For conservative governors and lawmakers, a Walker win — it would be his third in four years thanks to a bitter, big-labor bankrolled recall campaign in 2012 — is about direction and courage. A Walker win tells even the most milquetoast Republican governor out there that you can push bold reforms, and you can politically survive.

“Walker represents not just the future of Wisconsin, but the future of our party and the future of people that make promises and keep promises, and whether they can be rewarded for doing those things,” Republican National Committee Chairman Reince Priebus told Slate.com in a piece, published Sunday under the headline, “The most important race in America.”

“In my mind, if Scott Walker loses, it’s a bad election cycle even if there are big wins everywhere else,” Phil Kerpen, head of the fiscal conservative advocacy organization American Commitment, told Slate, “because the impact on public policy will be more negative than any political upside elsewhere.”

On the left, a Walker victory is viewed in political sky-is-falling terms.

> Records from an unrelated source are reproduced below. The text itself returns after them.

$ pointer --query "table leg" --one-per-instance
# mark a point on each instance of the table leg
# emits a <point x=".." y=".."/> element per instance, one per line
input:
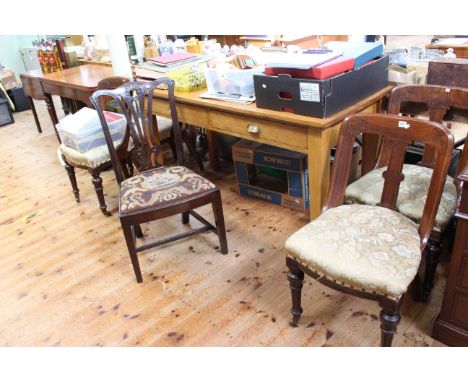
<point x="52" y="113"/>
<point x="36" y="119"/>
<point x="319" y="146"/>
<point x="213" y="150"/>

“(If) Walker wins re-election, Republicans in Washington will almost certainly take it as an invitation to double-down on Walker’s slash-and-burn tactics on a national level,” the liberal New Republic warned in August. “What Walker has done in Wisconsin, after all, isn’t just make it harder for union members to bargain for higher wages — something conservatives see as a worthy end in itself. He’s effectively defunded a key Democratic constituency, something Republican partisans around the country are keen to replicate, and that even the national Republican Party has experimented with in limited ways.”

That’s certainly one way of looking at it.

Walker’s message, to conservatives, transcends boilerplate budget trimming, something the first-term Republican didn’t really do in his last, less-austere budget. It’s about ending what conservatives, particularly tea party-types, see as an ever-growing dependency on government.

REVENGE CANDIDATE: The left sees a win by Democrat Mary Burke as sweet revenge for Walker’s conservative reforms.

That was the message Walker delivered when he rejected “free” federal money to expand Medicaid, much to the outrage of liberals, including his Democratic opponent.

“We will continue to look out for those legitimately in need of our help,” Walker said in a statement. “I will continue to work with able-bodied, working-age adults to help them transition from government dependence to true independence.”

Patrick Gleason, director of state affairs at Americans for Tax Reform, told Slate that if Walker loses it “will scare a lot of governors across the country” from following a more limited government approach to governance.

“That will send a message: Don’t do this, because you very well might not survive,” Gleason told the publication. “If Walker prevails, it’s going to embolden a lot of governors and lawmakers across the country. You’re going to see a lot of governors and lawmakers in other states get spines—or get stronger spines—than they had prior to Walker’s re-election.”

Should Walker lose, writes Noam Scheiber in the New Republic, “you could imagine the GOP being somewhat chastened, even with complete control of Congress.”

Walker’s government dependency talk is just so much political schtick, designed with an eye on the White House in 2016, his critics contend.

But Walker doesn’t have a legitimate chance to make a presidential run, pundits insist, if he doesn’t win his home state Tuesday. Another reason why Wisconsin’s gubernatorial race might just be the most important election this season.

“Wisconsin is where it’s at these days, whether or not progressives go all in,” Scheiber concludes.